Beautiful desert colours encompass the surroundings with sand hues ranging from pale yellow to deep ochre, offset by the cloudless blue skies.
Sometimes a splash of vibrant colour is seen, desert melons and scrubby bushes pushing through the sand, somehow living in this wilderness.
The white gleam of a desert oryx, a flash of a gazelle bobbing through the dunes, camels spotted on distant dunes.
Small abandoned structures built in strange remote places, no water, no electricity, no roads, I’ll never know why. Pipelines, camel herders, an occasional rig truck, a behemoth barreling through the dunes on well-travelled sand tracks heading to some distant camp. A mysterious place, the desert.

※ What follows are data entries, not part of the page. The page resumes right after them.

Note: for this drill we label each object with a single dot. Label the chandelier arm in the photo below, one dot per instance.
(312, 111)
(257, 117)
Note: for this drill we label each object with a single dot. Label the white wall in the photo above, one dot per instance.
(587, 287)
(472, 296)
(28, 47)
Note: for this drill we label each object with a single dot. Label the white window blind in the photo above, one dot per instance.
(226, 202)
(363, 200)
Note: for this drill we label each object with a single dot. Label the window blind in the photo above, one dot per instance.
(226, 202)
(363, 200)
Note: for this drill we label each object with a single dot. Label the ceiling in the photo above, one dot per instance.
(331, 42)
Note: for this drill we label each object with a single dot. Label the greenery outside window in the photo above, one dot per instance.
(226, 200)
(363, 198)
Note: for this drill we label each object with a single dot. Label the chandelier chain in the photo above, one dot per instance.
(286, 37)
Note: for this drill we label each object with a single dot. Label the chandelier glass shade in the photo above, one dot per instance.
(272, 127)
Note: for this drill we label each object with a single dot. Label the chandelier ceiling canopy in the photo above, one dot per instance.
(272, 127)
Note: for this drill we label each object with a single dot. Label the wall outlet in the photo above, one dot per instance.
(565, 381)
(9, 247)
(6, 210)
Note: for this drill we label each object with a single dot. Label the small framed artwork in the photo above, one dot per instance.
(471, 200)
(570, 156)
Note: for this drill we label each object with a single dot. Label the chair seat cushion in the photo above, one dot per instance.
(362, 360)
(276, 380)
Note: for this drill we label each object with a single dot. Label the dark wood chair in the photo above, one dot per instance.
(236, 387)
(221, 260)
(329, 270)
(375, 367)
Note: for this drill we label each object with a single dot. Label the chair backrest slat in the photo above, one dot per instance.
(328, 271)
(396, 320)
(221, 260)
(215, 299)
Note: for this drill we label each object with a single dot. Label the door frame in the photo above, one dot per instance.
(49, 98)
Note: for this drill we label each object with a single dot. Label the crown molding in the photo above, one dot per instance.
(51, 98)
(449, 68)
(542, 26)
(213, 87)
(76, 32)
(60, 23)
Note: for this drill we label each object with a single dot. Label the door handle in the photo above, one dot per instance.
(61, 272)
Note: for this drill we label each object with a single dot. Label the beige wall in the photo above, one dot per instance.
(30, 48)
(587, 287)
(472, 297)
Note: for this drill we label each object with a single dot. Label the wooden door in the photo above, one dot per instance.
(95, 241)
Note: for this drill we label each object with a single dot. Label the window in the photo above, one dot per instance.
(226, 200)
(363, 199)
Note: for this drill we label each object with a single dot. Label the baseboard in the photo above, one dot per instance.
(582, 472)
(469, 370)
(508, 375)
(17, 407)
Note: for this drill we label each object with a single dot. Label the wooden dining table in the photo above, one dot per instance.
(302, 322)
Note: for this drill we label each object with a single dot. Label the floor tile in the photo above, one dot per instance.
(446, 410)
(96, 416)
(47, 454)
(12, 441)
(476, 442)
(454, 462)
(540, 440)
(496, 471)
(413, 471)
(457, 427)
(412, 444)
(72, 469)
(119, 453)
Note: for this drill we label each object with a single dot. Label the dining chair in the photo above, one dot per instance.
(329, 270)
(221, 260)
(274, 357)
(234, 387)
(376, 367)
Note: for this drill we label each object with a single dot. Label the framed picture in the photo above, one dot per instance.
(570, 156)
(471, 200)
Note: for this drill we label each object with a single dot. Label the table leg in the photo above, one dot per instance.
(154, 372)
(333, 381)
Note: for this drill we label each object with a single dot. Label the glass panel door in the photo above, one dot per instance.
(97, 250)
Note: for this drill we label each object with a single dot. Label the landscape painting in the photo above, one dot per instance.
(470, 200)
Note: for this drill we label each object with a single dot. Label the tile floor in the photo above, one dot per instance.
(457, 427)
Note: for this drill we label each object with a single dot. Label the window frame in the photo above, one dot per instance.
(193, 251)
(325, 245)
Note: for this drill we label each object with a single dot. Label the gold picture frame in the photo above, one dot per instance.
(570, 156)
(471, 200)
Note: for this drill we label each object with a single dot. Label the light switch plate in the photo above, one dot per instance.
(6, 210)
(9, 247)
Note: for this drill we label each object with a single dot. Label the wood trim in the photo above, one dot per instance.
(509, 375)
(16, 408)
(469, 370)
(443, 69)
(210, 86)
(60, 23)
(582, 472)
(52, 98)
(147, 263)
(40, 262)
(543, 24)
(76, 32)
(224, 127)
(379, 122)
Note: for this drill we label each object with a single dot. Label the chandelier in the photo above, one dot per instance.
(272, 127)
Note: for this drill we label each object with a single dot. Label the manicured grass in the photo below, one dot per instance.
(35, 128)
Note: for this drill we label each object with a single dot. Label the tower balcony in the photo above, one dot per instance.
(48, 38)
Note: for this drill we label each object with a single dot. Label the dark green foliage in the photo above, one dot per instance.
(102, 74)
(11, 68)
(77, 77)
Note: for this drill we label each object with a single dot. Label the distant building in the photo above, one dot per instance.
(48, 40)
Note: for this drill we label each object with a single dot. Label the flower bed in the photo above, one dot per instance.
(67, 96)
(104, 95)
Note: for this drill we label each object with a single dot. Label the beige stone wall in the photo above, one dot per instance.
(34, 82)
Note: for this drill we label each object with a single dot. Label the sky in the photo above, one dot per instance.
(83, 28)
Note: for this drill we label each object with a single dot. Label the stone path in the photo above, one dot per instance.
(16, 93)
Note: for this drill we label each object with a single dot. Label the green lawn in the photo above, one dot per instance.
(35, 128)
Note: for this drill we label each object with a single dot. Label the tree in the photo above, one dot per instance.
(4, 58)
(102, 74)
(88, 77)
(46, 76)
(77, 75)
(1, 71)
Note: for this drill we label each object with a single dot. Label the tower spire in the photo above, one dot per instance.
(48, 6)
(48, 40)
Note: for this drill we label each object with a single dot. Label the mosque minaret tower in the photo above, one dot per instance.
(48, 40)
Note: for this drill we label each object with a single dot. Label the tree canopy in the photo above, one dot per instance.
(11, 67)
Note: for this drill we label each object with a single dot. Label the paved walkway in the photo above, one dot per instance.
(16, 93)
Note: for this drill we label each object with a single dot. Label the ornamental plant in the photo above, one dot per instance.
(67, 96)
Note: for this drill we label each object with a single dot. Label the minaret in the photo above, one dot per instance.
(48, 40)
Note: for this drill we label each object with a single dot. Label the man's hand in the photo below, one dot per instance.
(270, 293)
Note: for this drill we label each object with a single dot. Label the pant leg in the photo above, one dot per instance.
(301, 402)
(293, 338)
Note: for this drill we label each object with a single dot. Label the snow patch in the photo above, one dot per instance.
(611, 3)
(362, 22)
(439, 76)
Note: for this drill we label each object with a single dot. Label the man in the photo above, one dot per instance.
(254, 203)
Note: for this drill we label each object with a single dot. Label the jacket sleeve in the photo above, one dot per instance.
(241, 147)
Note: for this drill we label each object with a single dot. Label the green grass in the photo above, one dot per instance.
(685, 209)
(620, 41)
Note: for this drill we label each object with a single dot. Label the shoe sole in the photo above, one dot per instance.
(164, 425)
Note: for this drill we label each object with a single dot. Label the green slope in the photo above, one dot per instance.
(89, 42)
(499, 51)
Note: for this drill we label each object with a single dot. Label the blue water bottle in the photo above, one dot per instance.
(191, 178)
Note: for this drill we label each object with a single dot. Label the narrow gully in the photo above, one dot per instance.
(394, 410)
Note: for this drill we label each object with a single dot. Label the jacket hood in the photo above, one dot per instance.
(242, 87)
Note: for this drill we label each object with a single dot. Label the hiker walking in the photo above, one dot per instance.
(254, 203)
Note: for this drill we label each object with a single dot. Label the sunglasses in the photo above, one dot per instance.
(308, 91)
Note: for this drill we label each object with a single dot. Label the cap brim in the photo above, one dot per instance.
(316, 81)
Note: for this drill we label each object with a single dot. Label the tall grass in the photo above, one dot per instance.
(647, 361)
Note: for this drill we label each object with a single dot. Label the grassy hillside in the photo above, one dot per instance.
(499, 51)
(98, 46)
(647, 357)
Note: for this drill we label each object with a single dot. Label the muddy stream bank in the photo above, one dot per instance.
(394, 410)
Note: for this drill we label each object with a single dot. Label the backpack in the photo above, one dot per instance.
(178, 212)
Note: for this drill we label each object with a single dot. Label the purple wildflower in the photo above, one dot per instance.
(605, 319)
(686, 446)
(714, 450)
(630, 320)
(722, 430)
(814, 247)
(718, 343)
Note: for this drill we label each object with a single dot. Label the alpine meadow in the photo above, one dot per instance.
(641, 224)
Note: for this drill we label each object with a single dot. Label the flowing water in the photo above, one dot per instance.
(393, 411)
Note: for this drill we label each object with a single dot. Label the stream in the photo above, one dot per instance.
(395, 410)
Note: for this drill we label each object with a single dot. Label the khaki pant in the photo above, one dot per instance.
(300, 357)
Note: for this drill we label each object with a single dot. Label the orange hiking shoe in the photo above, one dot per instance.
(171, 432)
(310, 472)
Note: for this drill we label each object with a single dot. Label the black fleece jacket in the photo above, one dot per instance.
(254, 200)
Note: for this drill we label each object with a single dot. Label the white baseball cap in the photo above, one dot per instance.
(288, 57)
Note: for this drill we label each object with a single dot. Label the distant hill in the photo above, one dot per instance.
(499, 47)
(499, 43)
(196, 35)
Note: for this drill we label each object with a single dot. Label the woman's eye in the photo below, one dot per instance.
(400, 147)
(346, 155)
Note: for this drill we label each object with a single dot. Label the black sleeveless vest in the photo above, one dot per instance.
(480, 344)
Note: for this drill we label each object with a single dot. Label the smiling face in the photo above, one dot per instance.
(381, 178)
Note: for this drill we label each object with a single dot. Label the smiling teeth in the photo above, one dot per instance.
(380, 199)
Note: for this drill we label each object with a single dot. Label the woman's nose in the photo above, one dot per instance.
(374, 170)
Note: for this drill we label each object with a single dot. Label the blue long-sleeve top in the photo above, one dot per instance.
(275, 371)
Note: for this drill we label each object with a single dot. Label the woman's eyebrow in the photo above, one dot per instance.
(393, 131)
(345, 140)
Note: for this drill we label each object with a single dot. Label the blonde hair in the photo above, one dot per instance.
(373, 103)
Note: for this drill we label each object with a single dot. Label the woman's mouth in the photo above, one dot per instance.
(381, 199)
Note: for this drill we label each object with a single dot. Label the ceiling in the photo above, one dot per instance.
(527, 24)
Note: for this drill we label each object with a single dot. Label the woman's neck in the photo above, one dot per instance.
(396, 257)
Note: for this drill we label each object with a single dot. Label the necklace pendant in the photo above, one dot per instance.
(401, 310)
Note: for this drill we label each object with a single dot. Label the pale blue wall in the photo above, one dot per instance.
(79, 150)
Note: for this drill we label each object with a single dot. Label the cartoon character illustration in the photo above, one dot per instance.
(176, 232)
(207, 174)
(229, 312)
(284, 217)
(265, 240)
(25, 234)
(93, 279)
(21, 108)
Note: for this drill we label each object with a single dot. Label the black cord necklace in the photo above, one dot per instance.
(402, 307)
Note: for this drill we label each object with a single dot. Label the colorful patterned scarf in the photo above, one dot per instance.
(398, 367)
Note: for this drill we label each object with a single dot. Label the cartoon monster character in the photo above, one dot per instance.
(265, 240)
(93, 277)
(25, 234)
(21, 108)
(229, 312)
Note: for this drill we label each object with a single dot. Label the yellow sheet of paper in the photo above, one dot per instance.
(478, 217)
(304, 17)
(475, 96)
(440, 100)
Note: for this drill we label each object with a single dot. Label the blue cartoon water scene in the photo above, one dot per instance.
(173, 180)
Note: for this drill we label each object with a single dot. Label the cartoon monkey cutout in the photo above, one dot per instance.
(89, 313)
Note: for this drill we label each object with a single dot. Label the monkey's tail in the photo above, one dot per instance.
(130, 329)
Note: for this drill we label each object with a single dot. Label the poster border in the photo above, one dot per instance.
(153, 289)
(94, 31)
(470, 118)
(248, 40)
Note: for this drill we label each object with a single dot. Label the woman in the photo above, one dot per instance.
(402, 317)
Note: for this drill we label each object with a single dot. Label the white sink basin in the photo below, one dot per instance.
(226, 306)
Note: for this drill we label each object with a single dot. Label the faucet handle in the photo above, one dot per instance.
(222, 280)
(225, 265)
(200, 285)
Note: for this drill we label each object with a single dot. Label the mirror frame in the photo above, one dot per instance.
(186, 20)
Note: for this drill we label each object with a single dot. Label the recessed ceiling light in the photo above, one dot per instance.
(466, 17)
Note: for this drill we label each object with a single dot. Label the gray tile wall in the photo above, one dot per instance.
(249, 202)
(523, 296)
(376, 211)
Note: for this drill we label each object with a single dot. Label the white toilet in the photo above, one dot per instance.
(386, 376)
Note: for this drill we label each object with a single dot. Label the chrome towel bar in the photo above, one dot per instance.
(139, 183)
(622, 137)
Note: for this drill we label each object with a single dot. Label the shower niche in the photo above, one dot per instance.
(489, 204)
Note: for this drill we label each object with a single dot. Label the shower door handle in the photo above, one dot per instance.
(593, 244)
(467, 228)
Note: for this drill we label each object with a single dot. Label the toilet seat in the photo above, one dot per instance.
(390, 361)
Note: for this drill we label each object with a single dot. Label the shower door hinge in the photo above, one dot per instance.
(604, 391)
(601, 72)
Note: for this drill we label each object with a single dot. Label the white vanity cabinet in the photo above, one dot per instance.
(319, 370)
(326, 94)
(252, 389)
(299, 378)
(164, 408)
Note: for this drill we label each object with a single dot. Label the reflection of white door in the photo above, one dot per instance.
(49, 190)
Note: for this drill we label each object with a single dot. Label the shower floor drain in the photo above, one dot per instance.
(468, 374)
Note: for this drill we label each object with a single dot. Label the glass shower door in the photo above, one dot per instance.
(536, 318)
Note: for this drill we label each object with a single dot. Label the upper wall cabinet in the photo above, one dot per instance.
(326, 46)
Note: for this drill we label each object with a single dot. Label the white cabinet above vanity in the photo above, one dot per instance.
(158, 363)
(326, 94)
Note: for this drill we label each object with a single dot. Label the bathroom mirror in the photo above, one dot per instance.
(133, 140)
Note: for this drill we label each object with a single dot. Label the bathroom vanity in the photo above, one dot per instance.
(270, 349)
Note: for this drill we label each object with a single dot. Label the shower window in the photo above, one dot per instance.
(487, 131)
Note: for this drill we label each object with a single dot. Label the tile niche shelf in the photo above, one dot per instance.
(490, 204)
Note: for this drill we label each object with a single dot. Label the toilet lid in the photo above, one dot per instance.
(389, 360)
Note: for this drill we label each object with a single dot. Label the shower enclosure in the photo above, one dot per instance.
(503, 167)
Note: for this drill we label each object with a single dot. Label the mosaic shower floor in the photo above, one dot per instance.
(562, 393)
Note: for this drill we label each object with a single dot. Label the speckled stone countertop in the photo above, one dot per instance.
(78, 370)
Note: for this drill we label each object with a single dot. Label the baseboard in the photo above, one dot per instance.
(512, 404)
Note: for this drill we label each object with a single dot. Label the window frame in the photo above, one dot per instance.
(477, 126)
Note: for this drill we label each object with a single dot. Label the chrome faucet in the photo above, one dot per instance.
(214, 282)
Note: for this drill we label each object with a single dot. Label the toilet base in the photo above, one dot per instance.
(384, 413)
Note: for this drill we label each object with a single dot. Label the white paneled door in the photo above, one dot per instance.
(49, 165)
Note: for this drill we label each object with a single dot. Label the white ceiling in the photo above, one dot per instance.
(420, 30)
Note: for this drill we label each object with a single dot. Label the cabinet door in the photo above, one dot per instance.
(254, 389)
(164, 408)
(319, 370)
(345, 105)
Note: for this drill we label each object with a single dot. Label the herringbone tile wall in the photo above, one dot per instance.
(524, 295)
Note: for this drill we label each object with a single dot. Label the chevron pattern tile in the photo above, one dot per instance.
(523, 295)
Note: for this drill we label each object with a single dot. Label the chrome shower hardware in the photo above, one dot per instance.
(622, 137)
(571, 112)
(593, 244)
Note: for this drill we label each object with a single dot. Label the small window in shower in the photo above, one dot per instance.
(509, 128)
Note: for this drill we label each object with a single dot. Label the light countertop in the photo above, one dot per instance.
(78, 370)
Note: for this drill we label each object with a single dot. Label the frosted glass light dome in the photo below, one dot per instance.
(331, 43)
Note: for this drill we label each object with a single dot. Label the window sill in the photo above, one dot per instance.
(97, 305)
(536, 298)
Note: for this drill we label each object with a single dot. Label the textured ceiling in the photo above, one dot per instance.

There is no sound out here, bar wind.
At the south-east corner of the Emirates, the fabled Empty Quarter spills across the boundaries, mountains of dunes cascade downwards, shaped by the wind, shifting in time. The border with Saudi Arabia runs through these dunes, an ugly structure slashing through this wilderness, the days of camel trains and trade are long gone.
Out in the dunes, I think of Lawrence and Thesiger, the great desert explorers with an empathy for these wild regions.
How very different it would be for them now. Progress invaded the desert world, oil and gas hidden beneath shifting sands, technology marches relentlessly on, undaunted by this wilderness.